Ce que ce bâti impose à une couverture
À Croix, des toitures inscrites depuis 1951
Croix est fortement contrainte sans même relever d’un site patrimonial remarquable : près de 63 % du territoire relève de la servitude des monuments historiques, engendrée par la villa Cavrois, l’église Saint-Martin et le château de la Fontaine, dont les toitures sont elles-mêmes inscrites depuis 1951. Ce dernier point est rare : l’objet protégé n’est pas seulement une façade ou une silhouette, c’est le couvert.
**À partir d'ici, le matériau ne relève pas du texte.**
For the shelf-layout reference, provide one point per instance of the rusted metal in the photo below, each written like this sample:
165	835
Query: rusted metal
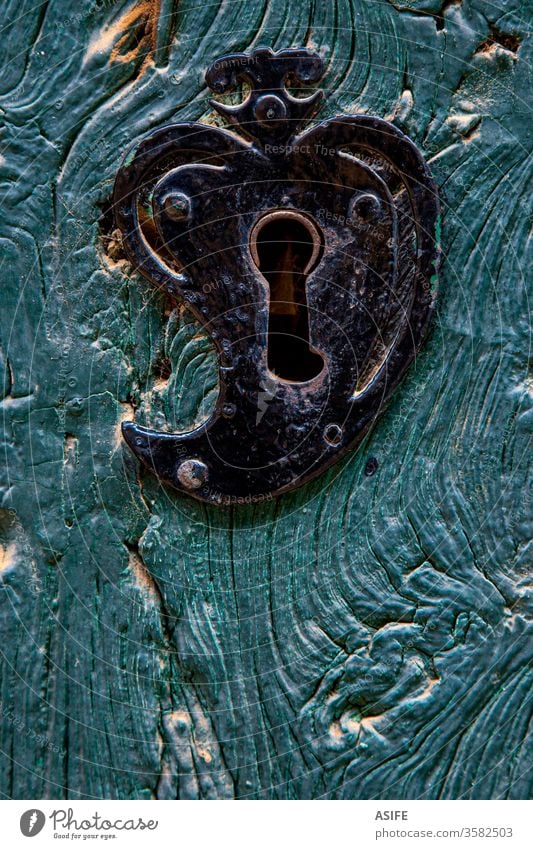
311	260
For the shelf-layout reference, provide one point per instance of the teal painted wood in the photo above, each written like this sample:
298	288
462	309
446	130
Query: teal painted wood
366	636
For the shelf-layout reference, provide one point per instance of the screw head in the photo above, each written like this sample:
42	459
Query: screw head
333	434
177	206
192	474
365	208
270	109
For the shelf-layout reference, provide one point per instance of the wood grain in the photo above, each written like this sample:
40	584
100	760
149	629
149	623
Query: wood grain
364	637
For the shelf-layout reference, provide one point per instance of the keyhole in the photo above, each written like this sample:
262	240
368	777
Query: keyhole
286	246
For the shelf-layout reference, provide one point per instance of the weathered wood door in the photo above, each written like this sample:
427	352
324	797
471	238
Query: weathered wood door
364	636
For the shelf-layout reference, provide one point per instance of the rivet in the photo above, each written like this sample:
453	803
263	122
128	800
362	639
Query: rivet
192	474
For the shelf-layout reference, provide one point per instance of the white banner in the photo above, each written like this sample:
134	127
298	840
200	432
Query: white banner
257	824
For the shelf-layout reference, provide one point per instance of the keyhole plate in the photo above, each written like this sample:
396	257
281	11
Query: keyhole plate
330	234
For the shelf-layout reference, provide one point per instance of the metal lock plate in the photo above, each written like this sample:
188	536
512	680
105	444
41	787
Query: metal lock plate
323	248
Sur une commune où deux adresses sur trois sont dans un périmètre, la couverture se retrouve au centre de l’instruction.
La conséquence tient en deux gestes. Dès qu’une intervention modifie l’aspect extérieur, matériau différent ou teinte différente, elle relève de la déclaration préalable, la toiture figurant explicitement parmi les modifications visées. Et dans un périmètre, l’instruction passe d’un mois à deux, avec avis de l’Architecte des Bâtiments de France. Le dossier gagne donc à nommer le matériau retenu et sa teinte plutôt qu’à les laisser se découvrir au chantier. Une rénovation strictement à l’identique n’est pas une modification d’aspect.
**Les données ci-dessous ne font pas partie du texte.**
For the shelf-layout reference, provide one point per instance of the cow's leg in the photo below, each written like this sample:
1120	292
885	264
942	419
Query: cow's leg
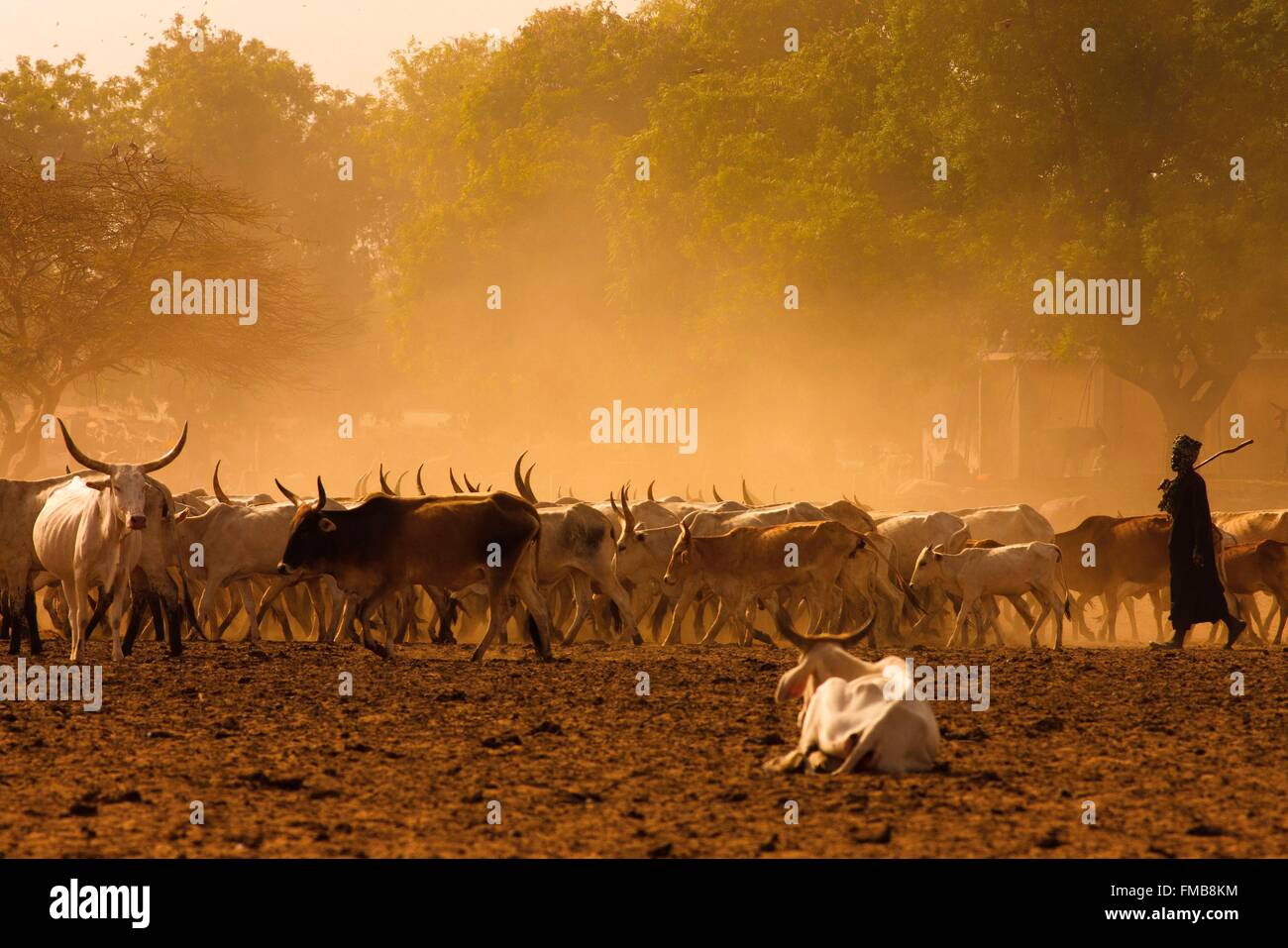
581	597
1155	599
1044	610
1080	616
1282	604
119	612
362	612
1112	603
29	614
206	610
1059	604
76	618
13	622
735	609
136	623
246	597
687	591
539	617
344	622
964	609
498	608
1129	604
658	617
717	623
608	582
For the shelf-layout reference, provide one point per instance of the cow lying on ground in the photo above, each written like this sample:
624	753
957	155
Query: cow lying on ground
1006	571
846	714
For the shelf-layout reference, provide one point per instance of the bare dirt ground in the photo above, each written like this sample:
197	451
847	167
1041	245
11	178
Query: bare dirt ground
583	766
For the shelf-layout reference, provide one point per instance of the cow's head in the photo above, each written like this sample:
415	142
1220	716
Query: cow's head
682	554
313	536
820	657
928	570
631	531
128	483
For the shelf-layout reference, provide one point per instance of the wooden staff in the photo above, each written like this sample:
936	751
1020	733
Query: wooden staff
1240	446
1228	451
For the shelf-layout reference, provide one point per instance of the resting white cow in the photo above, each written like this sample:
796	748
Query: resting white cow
89	535
1004	571
846	714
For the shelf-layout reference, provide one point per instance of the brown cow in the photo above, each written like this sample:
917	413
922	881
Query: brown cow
1127	556
1261	567
387	544
748	562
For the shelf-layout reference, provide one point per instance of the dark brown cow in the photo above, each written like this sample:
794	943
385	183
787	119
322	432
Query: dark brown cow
389	544
1260	567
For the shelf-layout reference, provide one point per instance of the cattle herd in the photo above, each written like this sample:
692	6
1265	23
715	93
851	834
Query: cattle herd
112	545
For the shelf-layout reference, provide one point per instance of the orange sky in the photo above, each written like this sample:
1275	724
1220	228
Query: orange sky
346	42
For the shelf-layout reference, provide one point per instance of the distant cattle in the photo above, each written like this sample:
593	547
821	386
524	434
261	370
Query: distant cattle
89	536
850	712
1006	571
387	544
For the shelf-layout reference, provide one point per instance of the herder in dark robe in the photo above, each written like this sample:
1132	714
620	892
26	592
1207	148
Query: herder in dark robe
1197	591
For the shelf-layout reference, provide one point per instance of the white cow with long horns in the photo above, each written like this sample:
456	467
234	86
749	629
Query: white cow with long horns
90	535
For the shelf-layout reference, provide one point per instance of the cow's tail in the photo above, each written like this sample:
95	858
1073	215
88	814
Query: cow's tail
536	550
1059	571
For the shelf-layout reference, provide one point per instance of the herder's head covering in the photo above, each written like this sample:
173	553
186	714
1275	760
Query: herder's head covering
1185	453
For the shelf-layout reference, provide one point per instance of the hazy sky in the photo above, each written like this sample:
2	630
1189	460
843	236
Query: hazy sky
346	42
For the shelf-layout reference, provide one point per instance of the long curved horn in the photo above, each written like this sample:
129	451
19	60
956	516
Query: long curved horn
286	493
80	456
527	485
168	455
844	640
784	623
627	514
518	479
219	491
686	533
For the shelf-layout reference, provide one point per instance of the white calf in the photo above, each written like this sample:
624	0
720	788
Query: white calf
848	715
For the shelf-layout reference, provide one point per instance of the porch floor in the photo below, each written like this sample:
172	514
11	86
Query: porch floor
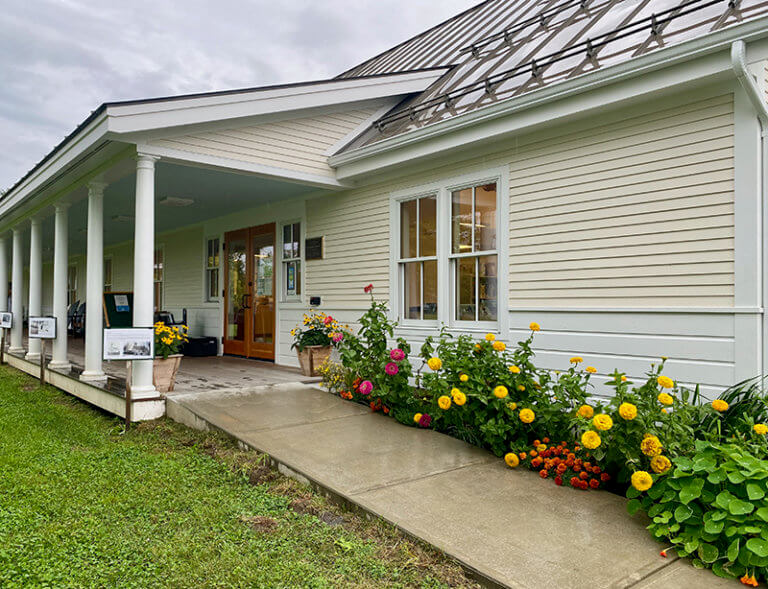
510	527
Le bâti explique cette densité de protection. Croix a grandi au XIXe siècle dans le sillage de Roubaix et de Tourcoing, autour du peignage de laines d’Isaac Holden, et son parc va des châteaux d’industriels des années 1878 et 1880 à la villa Cavrois de 1932, œuvre de Robert Mallet-Stevens. Sur ces demeures, la couverture n’est ni anecdotique ni petite : grandes surfaces, ardoise et zinc, versants multiples, lucarnes. L’arbitrage de matériau y pèse donc plus qu’ailleurs sur la facture.